Quase duas mil ações civis públicas foram ajuizadas simultaneamente na última quarta-feira (8) por unidades do Ministério Público Federal contra estados e municípios que descumprem pré-requisitos estabelecidos pela Lei da Transparência e pela Lei de Acesso à Informação. Ao todos, foram 1.987 medidas judiciais, decorrentes do levantamento Ranking Nacional da Transparência, ação coordenada pela Câmara de Combate à Corrupção do Ministério Público Federal.

Em dezembro, após a realização da primeira avaliação, mais de três mil recomendações foram emitidas para estados e municípios que estavam em desacordo com as normas de transparência, com prazo de 120 dias para adequação. Na época, apenas sete municípios e um estado (Espírito Santo) alcançaram a nota 10, e o Índice Nacional de Transparência ficou em 3,92.
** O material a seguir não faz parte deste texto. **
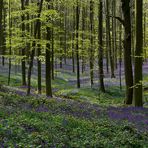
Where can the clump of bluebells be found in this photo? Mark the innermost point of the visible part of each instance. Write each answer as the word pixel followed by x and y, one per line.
pixel 135 115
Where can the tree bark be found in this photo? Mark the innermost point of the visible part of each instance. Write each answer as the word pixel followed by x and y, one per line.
pixel 138 92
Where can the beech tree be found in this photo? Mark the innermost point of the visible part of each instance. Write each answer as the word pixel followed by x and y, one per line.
pixel 138 92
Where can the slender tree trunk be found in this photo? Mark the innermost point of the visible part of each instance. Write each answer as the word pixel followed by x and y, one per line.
pixel 1 26
pixel 10 50
pixel 100 42
pixel 91 42
pixel 33 50
pixel 109 40
pixel 39 61
pixel 48 60
pixel 138 92
pixel 127 52
pixel 77 44
pixel 23 62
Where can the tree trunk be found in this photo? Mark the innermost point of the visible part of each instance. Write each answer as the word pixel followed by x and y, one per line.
pixel 127 52
pixel 100 36
pixel 48 60
pixel 77 44
pixel 23 62
pixel 138 92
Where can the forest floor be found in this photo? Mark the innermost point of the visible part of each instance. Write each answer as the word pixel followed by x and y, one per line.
pixel 74 117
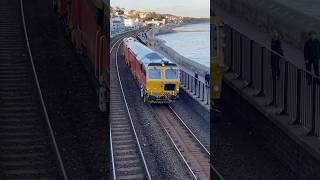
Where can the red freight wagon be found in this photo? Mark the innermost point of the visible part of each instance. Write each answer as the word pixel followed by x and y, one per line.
pixel 88 27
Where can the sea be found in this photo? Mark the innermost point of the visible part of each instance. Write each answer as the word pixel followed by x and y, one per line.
pixel 192 45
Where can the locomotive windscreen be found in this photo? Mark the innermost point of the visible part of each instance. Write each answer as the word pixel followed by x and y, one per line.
pixel 169 87
pixel 154 73
pixel 171 74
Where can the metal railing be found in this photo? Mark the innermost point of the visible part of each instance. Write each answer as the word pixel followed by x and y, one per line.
pixel 294 91
pixel 196 87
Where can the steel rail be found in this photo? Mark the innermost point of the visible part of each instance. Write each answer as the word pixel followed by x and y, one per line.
pixel 128 111
pixel 65 177
pixel 197 139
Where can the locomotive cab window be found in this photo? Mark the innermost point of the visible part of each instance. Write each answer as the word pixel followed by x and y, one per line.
pixel 214 40
pixel 154 73
pixel 171 73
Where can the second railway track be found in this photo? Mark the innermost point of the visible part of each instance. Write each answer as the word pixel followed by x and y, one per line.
pixel 27 143
pixel 127 156
pixel 194 154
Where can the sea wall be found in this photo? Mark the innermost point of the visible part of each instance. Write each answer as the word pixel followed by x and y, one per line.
pixel 271 15
pixel 170 53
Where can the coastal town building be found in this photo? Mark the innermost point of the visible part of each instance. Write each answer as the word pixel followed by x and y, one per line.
pixel 116 25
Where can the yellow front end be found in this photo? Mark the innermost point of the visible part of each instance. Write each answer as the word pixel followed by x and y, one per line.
pixel 162 90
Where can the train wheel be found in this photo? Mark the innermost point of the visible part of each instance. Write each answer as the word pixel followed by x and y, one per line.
pixel 102 99
pixel 145 98
pixel 141 92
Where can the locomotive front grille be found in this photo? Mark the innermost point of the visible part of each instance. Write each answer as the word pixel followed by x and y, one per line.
pixel 169 87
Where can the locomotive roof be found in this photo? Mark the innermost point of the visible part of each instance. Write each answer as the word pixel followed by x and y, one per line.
pixel 145 54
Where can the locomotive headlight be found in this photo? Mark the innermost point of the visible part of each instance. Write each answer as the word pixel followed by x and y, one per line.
pixel 216 88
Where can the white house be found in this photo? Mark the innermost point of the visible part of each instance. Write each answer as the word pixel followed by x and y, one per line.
pixel 116 25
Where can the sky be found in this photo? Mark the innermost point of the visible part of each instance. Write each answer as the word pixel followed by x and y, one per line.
pixel 189 8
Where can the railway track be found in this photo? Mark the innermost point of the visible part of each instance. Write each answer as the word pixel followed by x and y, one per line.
pixel 127 157
pixel 193 153
pixel 27 143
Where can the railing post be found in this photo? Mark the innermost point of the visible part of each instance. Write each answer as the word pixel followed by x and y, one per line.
pixel 261 92
pixel 297 120
pixel 188 81
pixel 231 51
pixel 285 89
pixel 274 88
pixel 249 84
pixel 313 108
pixel 240 64
pixel 207 94
pixel 202 92
pixel 199 90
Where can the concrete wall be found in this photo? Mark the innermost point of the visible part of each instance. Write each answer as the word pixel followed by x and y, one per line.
pixel 269 15
pixel 289 146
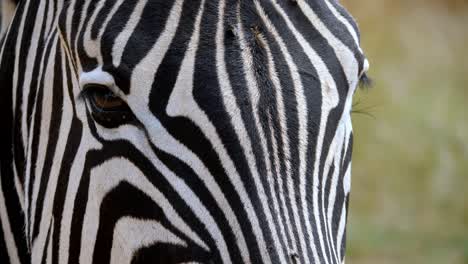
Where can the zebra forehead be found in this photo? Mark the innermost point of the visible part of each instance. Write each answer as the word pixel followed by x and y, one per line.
pixel 118 35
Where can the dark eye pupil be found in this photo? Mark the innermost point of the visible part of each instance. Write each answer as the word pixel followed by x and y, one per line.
pixel 106 108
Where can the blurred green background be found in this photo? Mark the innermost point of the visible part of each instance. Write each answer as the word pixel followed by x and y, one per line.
pixel 409 201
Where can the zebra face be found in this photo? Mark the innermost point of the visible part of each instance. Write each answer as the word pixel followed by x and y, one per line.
pixel 211 131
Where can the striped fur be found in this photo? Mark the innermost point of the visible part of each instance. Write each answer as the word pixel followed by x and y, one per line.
pixel 239 149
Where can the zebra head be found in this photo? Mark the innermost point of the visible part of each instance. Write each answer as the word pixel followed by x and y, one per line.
pixel 207 131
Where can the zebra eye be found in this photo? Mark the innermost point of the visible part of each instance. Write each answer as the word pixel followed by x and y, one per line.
pixel 107 109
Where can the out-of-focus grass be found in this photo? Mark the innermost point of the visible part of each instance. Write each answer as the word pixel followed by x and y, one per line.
pixel 410 166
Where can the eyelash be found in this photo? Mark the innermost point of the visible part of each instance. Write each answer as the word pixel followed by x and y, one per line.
pixel 365 81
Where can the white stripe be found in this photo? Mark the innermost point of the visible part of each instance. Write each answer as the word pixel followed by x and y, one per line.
pixel 7 233
pixel 124 36
pixel 182 103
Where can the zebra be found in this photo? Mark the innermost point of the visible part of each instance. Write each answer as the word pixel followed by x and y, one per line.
pixel 183 131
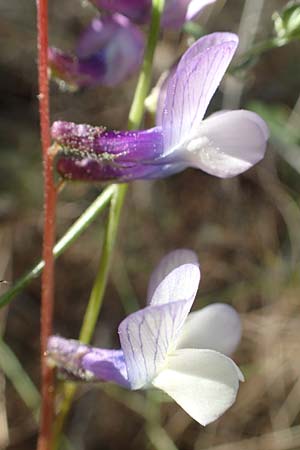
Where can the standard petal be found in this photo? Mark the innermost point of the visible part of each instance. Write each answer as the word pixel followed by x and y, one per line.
pixel 189 91
pixel 175 278
pixel 215 327
pixel 147 336
pixel 227 144
pixel 203 382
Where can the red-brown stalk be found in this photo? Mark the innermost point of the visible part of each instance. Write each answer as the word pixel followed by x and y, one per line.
pixel 47 301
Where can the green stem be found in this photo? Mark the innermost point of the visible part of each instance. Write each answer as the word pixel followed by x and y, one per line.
pixel 71 236
pixel 259 48
pixel 96 298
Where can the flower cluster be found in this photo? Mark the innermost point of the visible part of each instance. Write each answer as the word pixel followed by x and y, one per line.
pixel 225 144
pixel 165 347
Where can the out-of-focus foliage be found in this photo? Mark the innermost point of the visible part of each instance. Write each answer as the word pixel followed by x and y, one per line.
pixel 287 21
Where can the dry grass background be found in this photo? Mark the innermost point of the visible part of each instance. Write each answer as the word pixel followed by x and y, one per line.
pixel 246 232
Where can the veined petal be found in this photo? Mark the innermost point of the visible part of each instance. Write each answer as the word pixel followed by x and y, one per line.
pixel 90 153
pixel 189 91
pixel 82 362
pixel 203 382
pixel 226 144
pixel 176 277
pixel 146 338
pixel 215 327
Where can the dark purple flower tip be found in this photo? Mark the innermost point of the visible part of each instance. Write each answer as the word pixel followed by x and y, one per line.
pixel 106 44
pixel 90 153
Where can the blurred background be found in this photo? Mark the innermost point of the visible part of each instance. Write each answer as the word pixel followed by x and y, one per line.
pixel 246 232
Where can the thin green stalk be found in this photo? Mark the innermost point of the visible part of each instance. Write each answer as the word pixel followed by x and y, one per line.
pixel 96 298
pixel 260 48
pixel 71 236
pixel 18 377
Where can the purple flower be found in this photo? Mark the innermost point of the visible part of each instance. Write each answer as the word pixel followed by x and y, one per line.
pixel 108 51
pixel 164 347
pixel 225 144
pixel 176 12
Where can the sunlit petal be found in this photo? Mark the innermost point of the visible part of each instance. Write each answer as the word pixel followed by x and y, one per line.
pixel 175 278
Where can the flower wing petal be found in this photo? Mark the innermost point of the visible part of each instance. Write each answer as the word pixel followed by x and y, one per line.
pixel 203 382
pixel 147 336
pixel 195 7
pixel 175 278
pixel 189 91
pixel 228 143
pixel 215 327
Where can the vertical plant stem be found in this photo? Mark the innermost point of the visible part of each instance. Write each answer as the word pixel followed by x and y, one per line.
pixel 96 297
pixel 47 300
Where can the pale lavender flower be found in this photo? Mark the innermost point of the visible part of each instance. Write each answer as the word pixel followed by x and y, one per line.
pixel 225 144
pixel 175 14
pixel 165 347
pixel 109 50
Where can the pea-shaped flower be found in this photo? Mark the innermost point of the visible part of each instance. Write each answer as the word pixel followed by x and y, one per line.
pixel 165 347
pixel 225 144
pixel 109 50
pixel 175 14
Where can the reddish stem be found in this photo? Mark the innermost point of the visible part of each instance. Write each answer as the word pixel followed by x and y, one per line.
pixel 44 441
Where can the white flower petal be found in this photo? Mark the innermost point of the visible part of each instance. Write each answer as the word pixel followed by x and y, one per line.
pixel 215 327
pixel 203 382
pixel 228 143
pixel 175 278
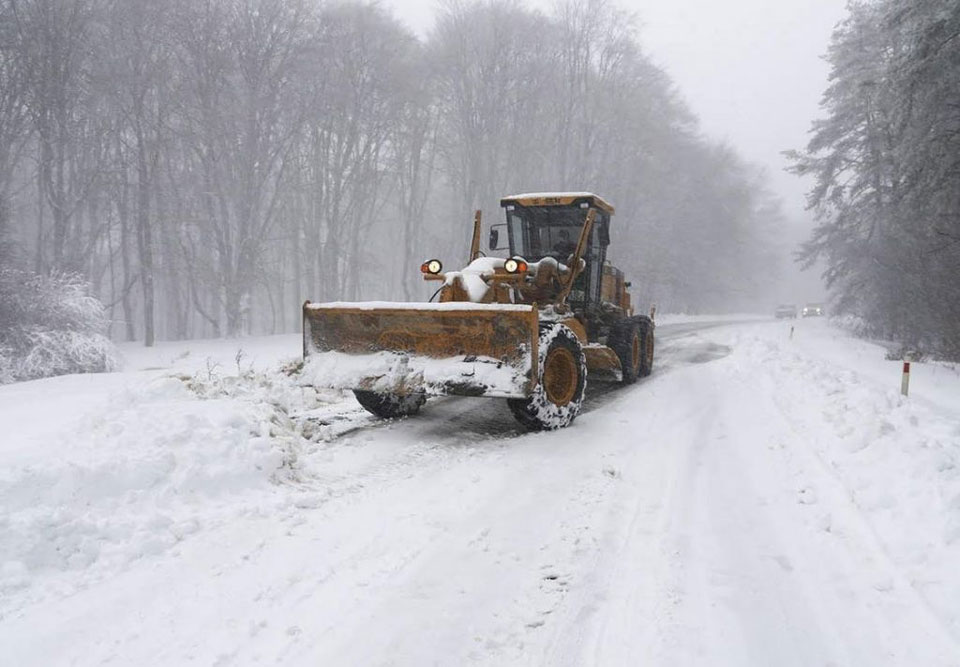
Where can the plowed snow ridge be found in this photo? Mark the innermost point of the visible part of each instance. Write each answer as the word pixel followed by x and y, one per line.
pixel 758 500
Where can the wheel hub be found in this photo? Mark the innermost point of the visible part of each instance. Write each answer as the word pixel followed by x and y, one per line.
pixel 560 376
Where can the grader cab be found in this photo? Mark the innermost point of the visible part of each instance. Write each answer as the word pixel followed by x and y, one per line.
pixel 527 328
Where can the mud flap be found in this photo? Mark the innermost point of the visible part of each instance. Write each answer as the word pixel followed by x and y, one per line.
pixel 454 348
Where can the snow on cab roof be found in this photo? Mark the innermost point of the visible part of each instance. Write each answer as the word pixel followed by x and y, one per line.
pixel 556 199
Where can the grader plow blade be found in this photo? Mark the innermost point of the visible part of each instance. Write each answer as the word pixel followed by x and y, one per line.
pixel 456 348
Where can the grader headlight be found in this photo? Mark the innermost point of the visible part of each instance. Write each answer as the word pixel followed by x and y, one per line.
pixel 432 266
pixel 515 265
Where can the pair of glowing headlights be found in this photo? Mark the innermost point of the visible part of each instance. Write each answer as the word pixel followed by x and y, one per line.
pixel 512 265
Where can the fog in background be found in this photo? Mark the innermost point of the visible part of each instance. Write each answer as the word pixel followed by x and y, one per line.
pixel 753 71
pixel 205 167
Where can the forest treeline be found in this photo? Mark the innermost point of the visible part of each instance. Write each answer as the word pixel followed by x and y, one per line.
pixel 209 164
pixel 886 159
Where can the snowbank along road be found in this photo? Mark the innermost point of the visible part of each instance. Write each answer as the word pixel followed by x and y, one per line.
pixel 759 500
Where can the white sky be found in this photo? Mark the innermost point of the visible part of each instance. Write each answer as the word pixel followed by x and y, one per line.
pixel 750 69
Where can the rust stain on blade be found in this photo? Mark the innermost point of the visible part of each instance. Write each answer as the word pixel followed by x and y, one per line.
pixel 507 335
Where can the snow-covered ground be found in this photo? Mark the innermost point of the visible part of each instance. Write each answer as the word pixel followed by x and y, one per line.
pixel 760 499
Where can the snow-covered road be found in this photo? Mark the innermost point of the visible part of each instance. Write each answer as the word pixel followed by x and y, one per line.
pixel 758 500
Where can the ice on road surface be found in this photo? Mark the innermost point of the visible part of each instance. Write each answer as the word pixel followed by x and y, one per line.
pixel 758 500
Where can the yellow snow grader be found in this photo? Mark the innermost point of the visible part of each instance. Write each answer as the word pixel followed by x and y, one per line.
pixel 527 328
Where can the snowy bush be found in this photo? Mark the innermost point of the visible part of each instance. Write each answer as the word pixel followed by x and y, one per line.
pixel 50 325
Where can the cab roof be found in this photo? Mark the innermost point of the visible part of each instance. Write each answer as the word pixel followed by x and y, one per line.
pixel 557 199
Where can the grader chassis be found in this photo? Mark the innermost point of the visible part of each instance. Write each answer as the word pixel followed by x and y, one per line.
pixel 527 328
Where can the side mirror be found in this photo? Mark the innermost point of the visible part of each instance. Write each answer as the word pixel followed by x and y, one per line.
pixel 494 238
pixel 604 232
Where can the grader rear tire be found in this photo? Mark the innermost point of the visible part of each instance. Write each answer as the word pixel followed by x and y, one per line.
pixel 561 382
pixel 390 406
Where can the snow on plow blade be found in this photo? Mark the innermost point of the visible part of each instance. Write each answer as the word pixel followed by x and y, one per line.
pixel 465 349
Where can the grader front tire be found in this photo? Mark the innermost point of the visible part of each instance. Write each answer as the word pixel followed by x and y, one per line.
pixel 561 382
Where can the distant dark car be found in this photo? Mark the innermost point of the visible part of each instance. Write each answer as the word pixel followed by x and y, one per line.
pixel 787 310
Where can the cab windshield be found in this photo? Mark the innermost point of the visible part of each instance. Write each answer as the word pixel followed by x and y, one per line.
pixel 544 231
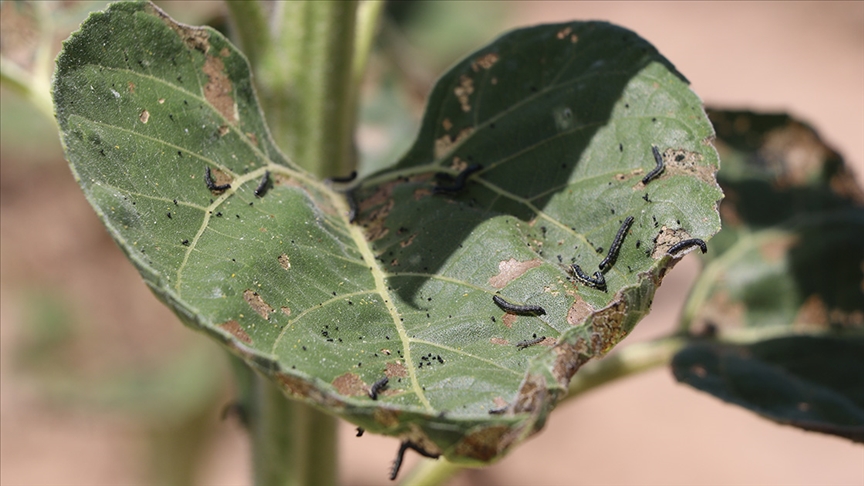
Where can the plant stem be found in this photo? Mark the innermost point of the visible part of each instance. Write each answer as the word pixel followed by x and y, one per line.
pixel 630 360
pixel 292 443
pixel 432 472
pixel 304 75
pixel 250 24
pixel 302 54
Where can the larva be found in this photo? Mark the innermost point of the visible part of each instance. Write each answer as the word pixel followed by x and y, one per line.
pixel 459 184
pixel 598 282
pixel 498 411
pixel 657 170
pixel 344 179
pixel 262 186
pixel 352 205
pixel 677 247
pixel 397 464
pixel 519 310
pixel 377 387
pixel 208 179
pixel 530 342
pixel 616 244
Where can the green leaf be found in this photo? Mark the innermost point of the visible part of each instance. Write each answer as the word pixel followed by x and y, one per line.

Após nova avaliação, 2.109 ações civis públicas foram propostas para aquelas administrações públicas que não cumpriram as recomendações. Nos casos de municípios que sequer tinham portais na internet em 2015 e permaneceram na mesma situação em 2016, foram tomadas medidas mais drásticas: além da ação civil pública, foram impetradas ações de improbidade contra os prefeitos, recomendação para que a União suspenda os repasses de transferências voluntárias, além de representação junto à Procuradoria Regional da República contra os prefeitos.

Apesar das resistências à implantação de mecanismos de acesso à informação pública, o levantamento também verificou que o nível de transparência em estados e municípios aumentou cerca de 31% num intervalo de seis meses. Ao todo, 120 municípios e três estados (Ceará, Espírito Santo e Rondônia) alcançaram a nota máxima e a média nacional do Índice de Transparência ficou em de 5,14 (numa escala de zero a dez). Apenas os governos estaduais de Bahia e Roraima ficaram abaixo da média nacional, com 4,10 e 3,80 pontos, respectivamente. Os governos municipais dos estados de Amapá, Alagoas e Maranhão foram os mais mal avaliados, enquanto as médias municipais de Santa Catarina, Distrito Federal e Rio Grande do Sul foram as maiores.

Ao todo, foram avaliados portais de 5.567 municípios, 26 estados do Distrito Federal. Entre os itens observados estão a divulgação das estruturas organizacionais, canais de contato com a administração pública, dados atualizados sobre licitações e contratos, além de receitas e despesas.